C'est entre ces quatre personnages que se déroule la trame de ce roman à la fois lent et dense. Rien ne s'y passe vraiment, rien de mystérieux, rien qui tient en haleine, sinon que cet atmosphère et ces personnages beaux et multiples qui se cherchent, se trouvent et apprennent à se connaître. À ce chapitre, la relation mère-fils est très intéressante dans sa difficulté, cet amour qui fait mal où on se comprend toujours trop peu, semble-t-il.

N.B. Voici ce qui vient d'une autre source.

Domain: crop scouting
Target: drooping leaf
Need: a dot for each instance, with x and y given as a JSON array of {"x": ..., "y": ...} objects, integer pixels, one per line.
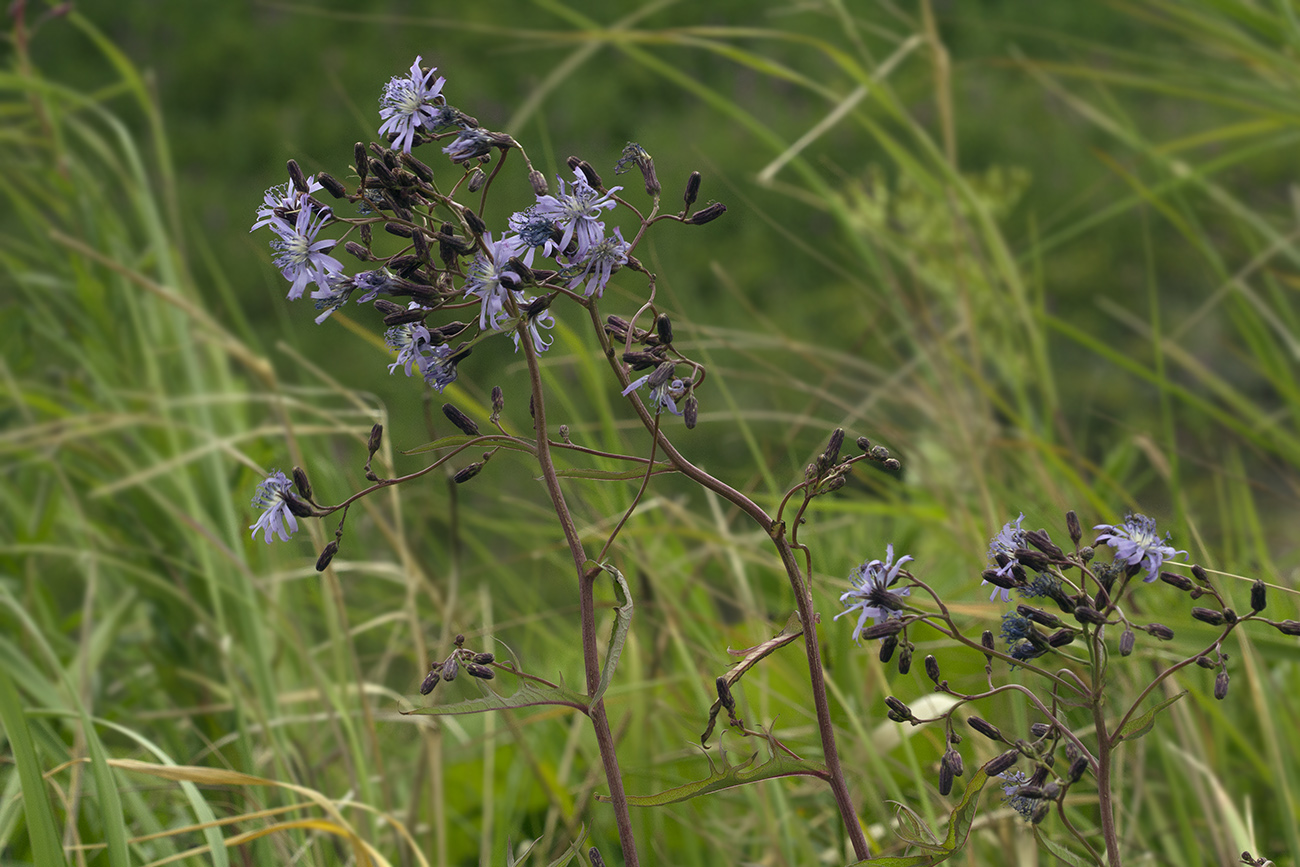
[
  {"x": 958, "y": 829},
  {"x": 622, "y": 623},
  {"x": 499, "y": 441},
  {"x": 1061, "y": 852},
  {"x": 528, "y": 694},
  {"x": 750, "y": 657},
  {"x": 729, "y": 776},
  {"x": 1139, "y": 725}
]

J'ai terminé le livre en me disant que ça m'avait plu mais que ça ne laisserait pas de traces... et j'y pense sans cesse depuis!

Catherine

Extrait :

Les seules vraies brocantes, ici, se dit-elle, c'est Mary et moi. Mais personne ne va nous acheter. Nous ne sommes pas plus utiles que décoratives. Pour ce qui est de Mary, ce n'est pas juste. Elle a son utilité. Et de l'énergie à revendre. Cette foutue vente, par exemple, toutes ces femmes qui se battent pour acheter des gâteaux et des objets inutiles dont elles se passeraient fort bien, qui discutent le prix de cardigans d'occasion, si Mary ne se donnait pas la peine de les ameuter et de les réunir depuis tant d'années, elles seraient bien tranquillement chez elles à regarder les feuilletons à l'eau de rose qui passent l'après-midi, ou à repriser les chaussettes de leur mari. En seraient-elles plus heureuses? Nous passons tous notre vie à attendre que quelque chose se produise... et en fin de compte, je suppose que c'est un grand soulagement de constater que rien de particulier ne se produit. Seigneur, je m'en souviens, quand j'ai quitté les Beaux-Arts pour épouser Dan, j'étais tellement persuadée que quelque chose de magique allait se produire, une explosion d'amour qui me secouerait jusqu'au tréfonds.  À cette époque j'espérais encore faire une entrée fracassante dans la vie, et j'étais bien trop cossarde pour m'affliger de ce que les choses n'aient pas tourné comme je l'avais voulu.